Data Management

Purpose

This document establishes Rygen Technologies’ AI Data Management Process in accordance with ISO/IEC 42001:2023 Section B.7. It ensures that data used in AI systems is properly acquired, validated, documented, and maintained throughout the AI system lifecycle.

Scope

This process applies to all data used within the AIMS scope:

  • Training data for custom ML models
  • Validation and test data
  • Production/operational data
  • Data transmitted to/from third-party AI APIs
  • Internal data used with internal AI tools

Applicability by System Type

This procedure applies to all AI systems within the AIMS scope, but deliverable requirements differ based on system architecture:

Custom Model Systems

Systems that train, fine-tune, or retrain models on proprietary data must produce all deliverables defined in this procedure as standalone documents: Data Requirements Specification, Data Quality Report, data preparation documentation, and data provenance records.

API-Based Systems

Systems that consume third-party AI APIs (e.g., OpenAI, Google Gemini, Anthropic) without training custom models have different data management characteristics.
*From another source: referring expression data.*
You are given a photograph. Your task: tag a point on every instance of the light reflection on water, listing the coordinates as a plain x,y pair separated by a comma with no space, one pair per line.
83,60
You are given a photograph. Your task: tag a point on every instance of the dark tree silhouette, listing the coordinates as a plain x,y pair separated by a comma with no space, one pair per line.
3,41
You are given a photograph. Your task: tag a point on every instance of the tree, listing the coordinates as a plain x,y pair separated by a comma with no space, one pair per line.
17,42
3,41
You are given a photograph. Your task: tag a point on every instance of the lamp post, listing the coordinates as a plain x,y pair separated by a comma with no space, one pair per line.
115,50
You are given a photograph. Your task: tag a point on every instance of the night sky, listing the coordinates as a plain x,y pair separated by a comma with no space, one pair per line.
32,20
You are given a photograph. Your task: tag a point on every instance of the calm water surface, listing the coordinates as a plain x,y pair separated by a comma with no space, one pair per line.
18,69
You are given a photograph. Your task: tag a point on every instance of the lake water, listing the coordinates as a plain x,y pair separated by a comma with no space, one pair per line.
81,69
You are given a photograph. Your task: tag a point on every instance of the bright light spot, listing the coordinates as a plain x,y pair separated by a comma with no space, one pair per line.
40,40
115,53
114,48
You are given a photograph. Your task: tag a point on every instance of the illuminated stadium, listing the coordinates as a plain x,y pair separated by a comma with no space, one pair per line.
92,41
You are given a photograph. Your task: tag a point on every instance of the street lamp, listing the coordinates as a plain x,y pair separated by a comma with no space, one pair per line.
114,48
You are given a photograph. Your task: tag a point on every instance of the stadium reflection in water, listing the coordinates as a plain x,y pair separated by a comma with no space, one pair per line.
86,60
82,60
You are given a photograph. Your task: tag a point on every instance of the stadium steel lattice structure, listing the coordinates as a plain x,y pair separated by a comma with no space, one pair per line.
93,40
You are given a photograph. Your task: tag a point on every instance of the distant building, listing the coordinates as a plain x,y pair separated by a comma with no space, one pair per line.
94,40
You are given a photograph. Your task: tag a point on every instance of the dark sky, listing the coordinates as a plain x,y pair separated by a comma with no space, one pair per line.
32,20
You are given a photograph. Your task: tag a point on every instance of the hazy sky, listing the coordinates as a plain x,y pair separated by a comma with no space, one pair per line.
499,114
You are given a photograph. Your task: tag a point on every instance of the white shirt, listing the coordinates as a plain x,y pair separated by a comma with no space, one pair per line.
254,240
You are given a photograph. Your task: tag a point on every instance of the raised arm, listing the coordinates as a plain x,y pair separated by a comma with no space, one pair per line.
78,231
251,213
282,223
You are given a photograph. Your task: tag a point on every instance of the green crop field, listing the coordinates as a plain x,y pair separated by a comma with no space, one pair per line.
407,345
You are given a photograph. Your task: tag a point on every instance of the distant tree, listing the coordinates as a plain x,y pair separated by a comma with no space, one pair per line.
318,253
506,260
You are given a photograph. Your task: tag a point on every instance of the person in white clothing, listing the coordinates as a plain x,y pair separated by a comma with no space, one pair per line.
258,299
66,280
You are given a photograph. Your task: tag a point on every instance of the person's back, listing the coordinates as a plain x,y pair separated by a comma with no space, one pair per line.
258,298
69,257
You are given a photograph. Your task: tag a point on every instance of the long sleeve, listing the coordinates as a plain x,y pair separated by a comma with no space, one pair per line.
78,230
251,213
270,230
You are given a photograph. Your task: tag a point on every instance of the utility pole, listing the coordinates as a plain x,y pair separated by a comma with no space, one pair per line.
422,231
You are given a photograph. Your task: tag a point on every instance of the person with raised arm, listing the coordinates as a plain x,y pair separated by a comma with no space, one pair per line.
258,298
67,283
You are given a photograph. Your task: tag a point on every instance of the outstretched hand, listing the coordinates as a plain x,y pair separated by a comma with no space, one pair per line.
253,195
These systems process operational data in real-time rather than curating training datasets. For API-based systems:

  • Data management documentation is integrated into the System Design Specification rather than produced as standalone deliverables. The design spec must include a dedicated Data Management section covering: data requirements and sources, data quality assessment, data preparation and transformation, data provenance and audit trail, and data governance and security.
  • Data Quality Reports as defined in Section 5 are not required. Instead, the design spec’s data quality assessment must evaluate fitness of input data for the system’s intended use, using quality dimensions appropriate to the data type (e.g., for knowledge bases: completeness of topic coverage, accuracy against current product features, currency of content).
  • Data provenance must document data flows through the system: what data enters, how it is transformed, what data is sent to third-party APIs, and what data is stored and where.
  • Data preparation must document any transformation pipeline (e.g., chunking, embedding, prompt construction) in sufficient detail for reproducibility. Pipeline code resides in application source repositories; the design spec must reference the repository location.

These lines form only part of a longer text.